Cyberbullying is often overlooked although it is a form of harassment that many young teens and adults face. Cyberbullying may lead to people committing suicide and having lower self-esteem. Although state laws have become stricter on cyberbullying, they need a more defined law code for specific types of harassment as they are extremely vague.
Whether it is online or on campus, when students are bullied, they are likely to be hurt. Depending on the severity and occasion, this may cause them to develop depression and anxiety. During this time, students may feel lost and reject help, and their families and close ones may have unanswered questions for them such as their well-being and mental health.

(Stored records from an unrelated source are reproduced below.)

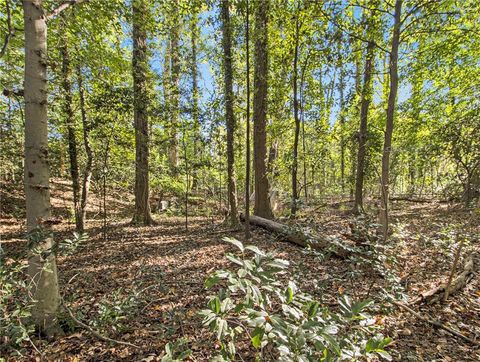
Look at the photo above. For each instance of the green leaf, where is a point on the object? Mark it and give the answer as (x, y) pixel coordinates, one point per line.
(289, 294)
(235, 242)
(234, 259)
(257, 336)
(211, 281)
(312, 310)
(255, 250)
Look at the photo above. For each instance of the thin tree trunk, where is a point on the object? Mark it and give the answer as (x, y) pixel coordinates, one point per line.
(42, 267)
(70, 123)
(142, 214)
(229, 115)
(195, 97)
(87, 172)
(392, 99)
(342, 120)
(247, 140)
(366, 98)
(295, 199)
(262, 198)
(174, 91)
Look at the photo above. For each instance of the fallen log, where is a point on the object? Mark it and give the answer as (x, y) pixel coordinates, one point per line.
(297, 236)
(436, 294)
(435, 323)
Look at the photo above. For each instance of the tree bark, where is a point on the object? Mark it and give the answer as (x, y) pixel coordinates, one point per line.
(87, 172)
(142, 214)
(296, 236)
(229, 115)
(295, 199)
(195, 97)
(392, 99)
(42, 269)
(366, 98)
(70, 123)
(262, 205)
(247, 120)
(174, 91)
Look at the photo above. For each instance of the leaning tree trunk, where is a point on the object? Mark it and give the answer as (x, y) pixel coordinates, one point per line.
(366, 98)
(140, 105)
(42, 266)
(195, 98)
(247, 120)
(174, 91)
(262, 205)
(229, 115)
(70, 123)
(392, 97)
(87, 172)
(297, 121)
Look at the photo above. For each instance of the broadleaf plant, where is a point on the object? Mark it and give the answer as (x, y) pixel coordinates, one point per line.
(260, 302)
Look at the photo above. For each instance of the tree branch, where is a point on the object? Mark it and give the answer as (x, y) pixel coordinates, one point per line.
(329, 18)
(9, 27)
(65, 5)
(96, 334)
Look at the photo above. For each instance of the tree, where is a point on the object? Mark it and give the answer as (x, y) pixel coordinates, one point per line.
(142, 214)
(174, 87)
(247, 120)
(70, 123)
(392, 100)
(295, 115)
(42, 267)
(365, 100)
(195, 111)
(229, 115)
(87, 171)
(262, 205)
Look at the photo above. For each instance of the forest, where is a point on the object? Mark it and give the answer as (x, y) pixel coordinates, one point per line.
(239, 180)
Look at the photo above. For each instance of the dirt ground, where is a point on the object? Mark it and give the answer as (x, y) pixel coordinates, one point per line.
(170, 263)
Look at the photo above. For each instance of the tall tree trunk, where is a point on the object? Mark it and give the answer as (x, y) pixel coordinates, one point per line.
(296, 117)
(142, 214)
(70, 123)
(229, 115)
(392, 99)
(341, 86)
(247, 120)
(262, 205)
(195, 96)
(87, 172)
(42, 267)
(174, 90)
(366, 98)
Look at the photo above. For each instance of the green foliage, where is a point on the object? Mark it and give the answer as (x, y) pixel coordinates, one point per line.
(15, 305)
(259, 301)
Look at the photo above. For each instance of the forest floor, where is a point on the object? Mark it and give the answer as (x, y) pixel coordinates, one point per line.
(169, 264)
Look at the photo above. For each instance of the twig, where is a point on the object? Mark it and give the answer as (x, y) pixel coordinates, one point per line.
(96, 334)
(454, 267)
(435, 323)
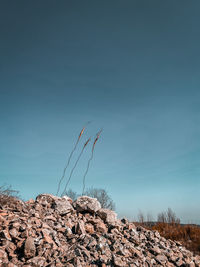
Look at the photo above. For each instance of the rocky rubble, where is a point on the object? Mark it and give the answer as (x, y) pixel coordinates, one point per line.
(53, 231)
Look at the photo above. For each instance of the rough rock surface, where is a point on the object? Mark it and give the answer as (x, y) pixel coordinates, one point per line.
(53, 231)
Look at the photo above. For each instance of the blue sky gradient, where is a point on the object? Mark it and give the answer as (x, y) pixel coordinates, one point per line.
(131, 67)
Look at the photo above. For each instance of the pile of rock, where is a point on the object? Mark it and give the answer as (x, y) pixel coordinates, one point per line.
(53, 231)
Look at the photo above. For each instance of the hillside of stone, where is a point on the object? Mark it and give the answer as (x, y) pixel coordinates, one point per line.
(53, 231)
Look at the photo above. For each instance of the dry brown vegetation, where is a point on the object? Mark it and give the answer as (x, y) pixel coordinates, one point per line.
(188, 235)
(169, 226)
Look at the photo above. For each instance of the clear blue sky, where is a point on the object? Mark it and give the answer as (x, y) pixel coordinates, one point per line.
(131, 67)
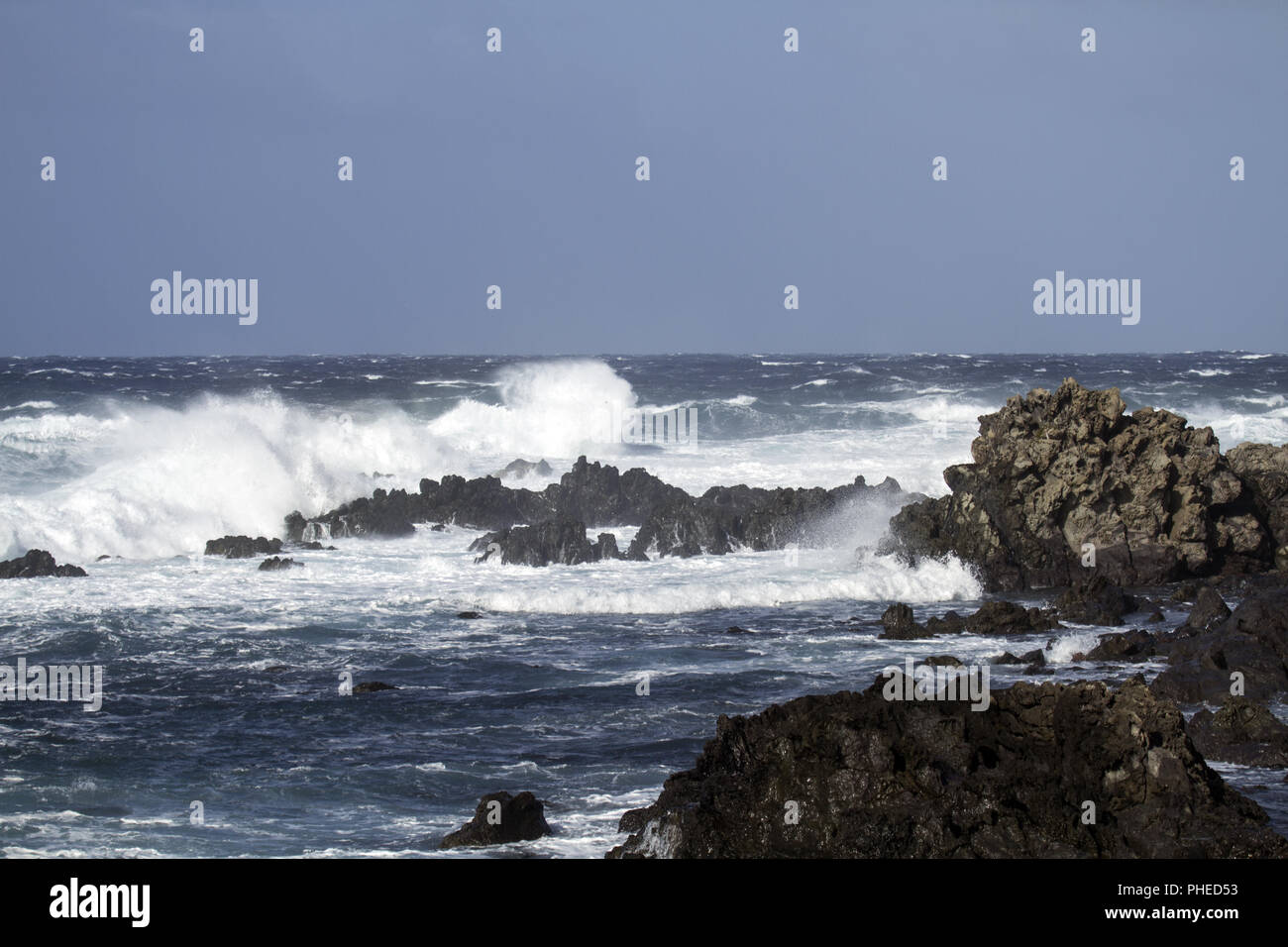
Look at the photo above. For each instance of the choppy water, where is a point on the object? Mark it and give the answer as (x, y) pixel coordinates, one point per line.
(146, 459)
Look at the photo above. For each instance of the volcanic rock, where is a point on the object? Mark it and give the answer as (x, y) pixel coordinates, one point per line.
(1240, 732)
(1055, 471)
(38, 564)
(501, 818)
(854, 775)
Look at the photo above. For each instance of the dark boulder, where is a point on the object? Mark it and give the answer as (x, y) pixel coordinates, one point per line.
(1210, 609)
(526, 468)
(1052, 472)
(38, 565)
(900, 625)
(374, 686)
(1250, 647)
(1126, 646)
(854, 775)
(1240, 732)
(1010, 618)
(561, 541)
(1095, 602)
(501, 818)
(243, 547)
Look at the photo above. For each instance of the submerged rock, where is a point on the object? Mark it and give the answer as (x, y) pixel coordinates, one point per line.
(526, 468)
(243, 547)
(374, 686)
(1153, 497)
(1095, 602)
(1126, 646)
(671, 522)
(992, 618)
(501, 818)
(1249, 650)
(561, 541)
(1240, 732)
(854, 775)
(38, 564)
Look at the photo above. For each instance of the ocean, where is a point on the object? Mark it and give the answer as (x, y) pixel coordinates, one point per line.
(587, 684)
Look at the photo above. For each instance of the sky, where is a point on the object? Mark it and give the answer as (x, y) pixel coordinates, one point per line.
(518, 169)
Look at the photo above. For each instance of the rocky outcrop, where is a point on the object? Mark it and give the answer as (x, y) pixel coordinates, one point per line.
(1055, 471)
(561, 541)
(1249, 650)
(1095, 602)
(589, 492)
(1210, 609)
(524, 468)
(728, 518)
(854, 775)
(898, 624)
(501, 818)
(38, 564)
(1263, 470)
(992, 618)
(671, 522)
(1126, 646)
(243, 547)
(1240, 732)
(374, 686)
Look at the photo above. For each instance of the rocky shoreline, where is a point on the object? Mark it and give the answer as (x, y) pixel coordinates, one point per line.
(1104, 517)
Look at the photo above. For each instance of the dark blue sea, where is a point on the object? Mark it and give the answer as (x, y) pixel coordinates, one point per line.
(223, 684)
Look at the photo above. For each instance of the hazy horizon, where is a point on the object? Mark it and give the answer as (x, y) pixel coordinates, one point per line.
(767, 169)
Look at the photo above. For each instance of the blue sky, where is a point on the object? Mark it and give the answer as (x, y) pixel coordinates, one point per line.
(518, 169)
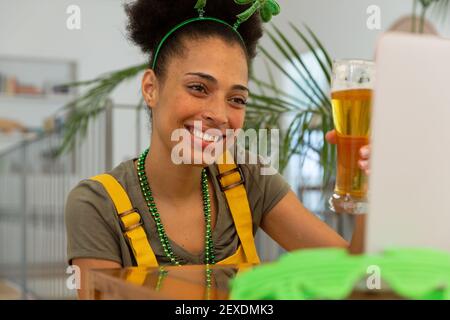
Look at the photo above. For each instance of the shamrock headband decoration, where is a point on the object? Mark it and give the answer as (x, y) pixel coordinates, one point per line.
(266, 8)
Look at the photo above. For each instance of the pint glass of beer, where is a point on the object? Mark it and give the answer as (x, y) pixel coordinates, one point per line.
(351, 94)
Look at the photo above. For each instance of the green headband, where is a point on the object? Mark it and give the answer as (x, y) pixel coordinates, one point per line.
(267, 9)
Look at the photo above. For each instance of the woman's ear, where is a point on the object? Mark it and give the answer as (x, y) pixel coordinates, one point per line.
(150, 88)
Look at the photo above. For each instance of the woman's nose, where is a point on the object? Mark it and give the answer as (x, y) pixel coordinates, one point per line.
(216, 114)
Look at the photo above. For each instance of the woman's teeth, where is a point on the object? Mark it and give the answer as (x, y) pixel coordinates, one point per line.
(204, 136)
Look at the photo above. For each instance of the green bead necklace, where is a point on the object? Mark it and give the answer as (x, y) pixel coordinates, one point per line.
(147, 193)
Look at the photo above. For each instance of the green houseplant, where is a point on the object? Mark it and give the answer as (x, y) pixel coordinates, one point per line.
(310, 114)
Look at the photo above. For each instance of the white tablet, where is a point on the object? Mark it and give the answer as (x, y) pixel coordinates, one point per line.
(409, 187)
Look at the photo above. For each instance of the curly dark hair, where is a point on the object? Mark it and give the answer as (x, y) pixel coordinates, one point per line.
(150, 20)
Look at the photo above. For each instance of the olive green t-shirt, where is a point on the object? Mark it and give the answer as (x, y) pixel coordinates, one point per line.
(93, 229)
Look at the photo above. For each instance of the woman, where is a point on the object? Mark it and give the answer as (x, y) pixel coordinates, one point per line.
(199, 72)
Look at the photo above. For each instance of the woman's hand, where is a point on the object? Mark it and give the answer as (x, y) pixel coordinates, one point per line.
(364, 152)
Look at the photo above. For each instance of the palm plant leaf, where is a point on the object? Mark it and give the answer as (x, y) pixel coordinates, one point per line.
(310, 112)
(84, 109)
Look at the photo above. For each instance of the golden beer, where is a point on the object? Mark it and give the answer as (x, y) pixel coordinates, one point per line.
(351, 113)
(352, 84)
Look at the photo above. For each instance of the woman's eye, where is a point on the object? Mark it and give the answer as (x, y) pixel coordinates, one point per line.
(239, 101)
(198, 88)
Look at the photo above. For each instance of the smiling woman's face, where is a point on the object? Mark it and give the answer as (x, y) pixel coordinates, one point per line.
(208, 84)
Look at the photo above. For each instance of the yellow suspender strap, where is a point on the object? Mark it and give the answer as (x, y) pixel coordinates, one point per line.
(130, 219)
(231, 180)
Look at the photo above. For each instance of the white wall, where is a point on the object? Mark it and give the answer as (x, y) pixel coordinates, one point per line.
(38, 28)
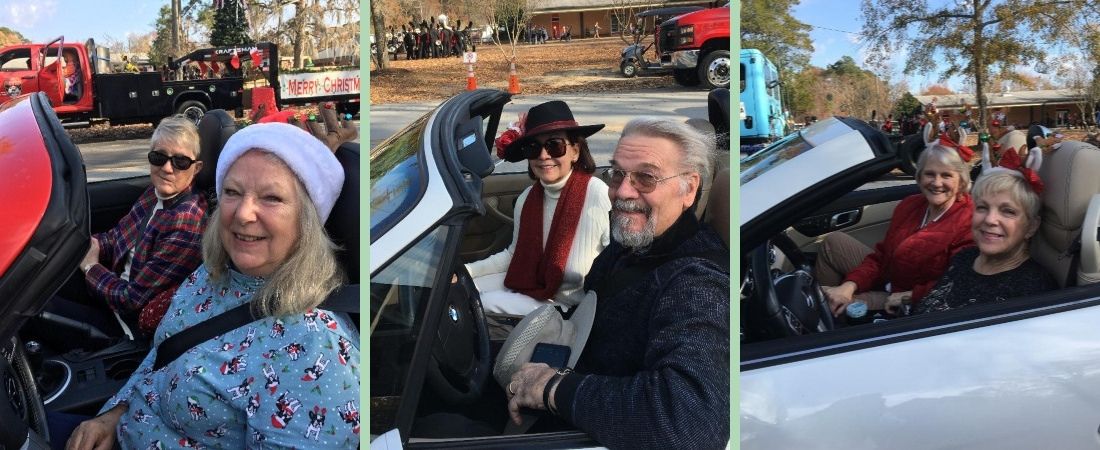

However, even when cyberbullying takes the lives of victims, such as Mallory Grossman, who has been bullied by her classmates and committed suicide as a result, it does not guarantee that the bully will automatically be charged. For instance, in Grossman’s case, no charges were pressed against the perpetrator, causing Grossman’s parents to sue the school district. These cases do lead to cyberbullying becoming monitored more often, but bullies still either go unpunished or face minor charges. California’s state law charges misdemeanor – the act of using an electronic device to cause fear in someone’s life – through a year one sentence in jail or a $1000 fine. For causing one’s death or a permanent scar in their life, these charges are marginal in their lifespan and does not deter the bullies from acting again.
When choosing to use a social media that is not set to private, one chooses to expose themselves to many risks such as unwanted publicity, but encountering bullying online is something that no innocent person should have to go through. Many take their own lives as a result of cyberbullying, and the charges that follow do not compensate for one’s life.